Previous studies had suggested that the drug is effective at reducing hospital admissions in patients with mild to moderate COVID-19, leading the World Health Organization (WHO) to recommend its use for patients with the highest risk of hospital admission. 

However, most of those studies were conducted in largely unvaccinated populations and prior to the emergence of the omicron variant. 

But a new UK trial has been carried out in a majority vaccinated population where most COVID-19 infections were the omicron variant, making it more applicable to the present situation in most nations. 

It found that molnupiravir (taken as an 800mg dose twice daily for five days) does not reduce hospital admissions or deaths in vaccinated adults with COVID-19 infection who are at higher risk of mortality. However, the patients treated at home with molnupiravir recovered quicker compared to the control group.

“Although this trial found no benefit from molnupiravir treatment on its primary outcome - which hypothesised that treatment with molnupiravir for vaccinated, at-risk patients would reduce the likelihood of hospitalisation or death - the trial suggests that this treatment could have other benefits when being used to treat COVID-19, such as a faster recovery time and reduced follow up with health services. This could help to ease the burden on UK health services through the treatment of selected patients at home, during times of high disease burden and pressure on key services.  We therefore hope this new evidence will be of use to policymakers when preparing strategies for managing COVID-19 infections over the winter,” says lead author, Professor Chris Butler from the University of Oxford.

The study included 25,708 participants over the age of 18 (average age 57 years) with a higher risk of death or hospitalisation from COVID-19 infection from health centres across the UK. 

Patients were considered at higher risk of hospitalisation or death if they were aged 50 years or older - or aged 18 years or older with relevant underlying health conditions. Patients had a confirmed omicron COVID-19 infection and were unwell for five days or less before beginning treatment.

Writing in a linked Comment, Professor Michael Kidd from Australian Government Department of Health and Aged Care, who was not involved in the study, said; “Butler and colleagues acknowledge that their findings might be ‘less applicable’ in people with COVID-19 who are extremely clinically vulnerable. 

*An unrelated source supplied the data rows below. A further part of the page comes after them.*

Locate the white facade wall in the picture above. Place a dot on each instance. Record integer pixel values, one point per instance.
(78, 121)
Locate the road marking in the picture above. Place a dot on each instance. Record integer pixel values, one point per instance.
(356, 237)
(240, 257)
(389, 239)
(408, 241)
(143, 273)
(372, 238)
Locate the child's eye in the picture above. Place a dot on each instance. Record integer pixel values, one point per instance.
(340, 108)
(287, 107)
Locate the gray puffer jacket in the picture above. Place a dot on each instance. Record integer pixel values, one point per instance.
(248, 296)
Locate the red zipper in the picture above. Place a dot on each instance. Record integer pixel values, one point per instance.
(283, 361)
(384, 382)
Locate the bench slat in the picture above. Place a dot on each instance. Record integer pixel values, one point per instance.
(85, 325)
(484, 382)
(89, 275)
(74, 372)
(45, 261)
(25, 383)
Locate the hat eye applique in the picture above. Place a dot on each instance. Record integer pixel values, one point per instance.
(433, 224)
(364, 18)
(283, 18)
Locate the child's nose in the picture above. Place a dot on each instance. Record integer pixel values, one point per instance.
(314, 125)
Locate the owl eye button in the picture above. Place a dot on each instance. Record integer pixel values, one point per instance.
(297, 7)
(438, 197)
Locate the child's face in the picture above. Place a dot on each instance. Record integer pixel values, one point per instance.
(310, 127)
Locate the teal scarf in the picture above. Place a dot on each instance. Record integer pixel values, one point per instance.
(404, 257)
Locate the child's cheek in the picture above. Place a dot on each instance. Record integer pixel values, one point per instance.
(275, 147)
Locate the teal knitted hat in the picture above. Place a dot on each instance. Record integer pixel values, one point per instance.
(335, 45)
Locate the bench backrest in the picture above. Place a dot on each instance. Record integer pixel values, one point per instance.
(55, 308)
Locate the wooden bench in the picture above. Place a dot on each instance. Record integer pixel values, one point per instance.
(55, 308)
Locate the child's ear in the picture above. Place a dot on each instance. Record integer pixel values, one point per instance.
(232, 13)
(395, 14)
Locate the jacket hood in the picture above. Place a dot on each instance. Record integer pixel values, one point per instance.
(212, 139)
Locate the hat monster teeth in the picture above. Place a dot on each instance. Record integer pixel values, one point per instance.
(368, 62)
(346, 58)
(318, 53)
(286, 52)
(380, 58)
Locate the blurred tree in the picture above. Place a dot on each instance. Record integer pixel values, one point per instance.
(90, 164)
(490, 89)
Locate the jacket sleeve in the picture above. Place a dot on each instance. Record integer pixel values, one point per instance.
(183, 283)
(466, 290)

“We would go a step further and urge caution in seeking to apply the findings of this study to those at highest risk from COVID-19 complications… there are important policy implications in the study’s secondary endpoints. 

“The trial showed that the addition of molnupiravir to usual care resulted in faster time to recovery and reduced viral detection and load (in a small virology substudy). 

“The shortened and sustained symptom reduction, together with the effects on viral clearance, could be an important consideration in high-risk settings, such as care homes, in terms of potentially minimising the spread of infection among high-risk people. 

“Molnupiravir might also provide benefits to health-care systems, especially during community surges, by potentially allowing health workers to return safely to work sooner.”

Australia’s National COVID-19 Clinical Evidence Taskforce has updated its listing for molnupiravir (sold as Lagevrio), after considering data from the large-scale trial in the UK.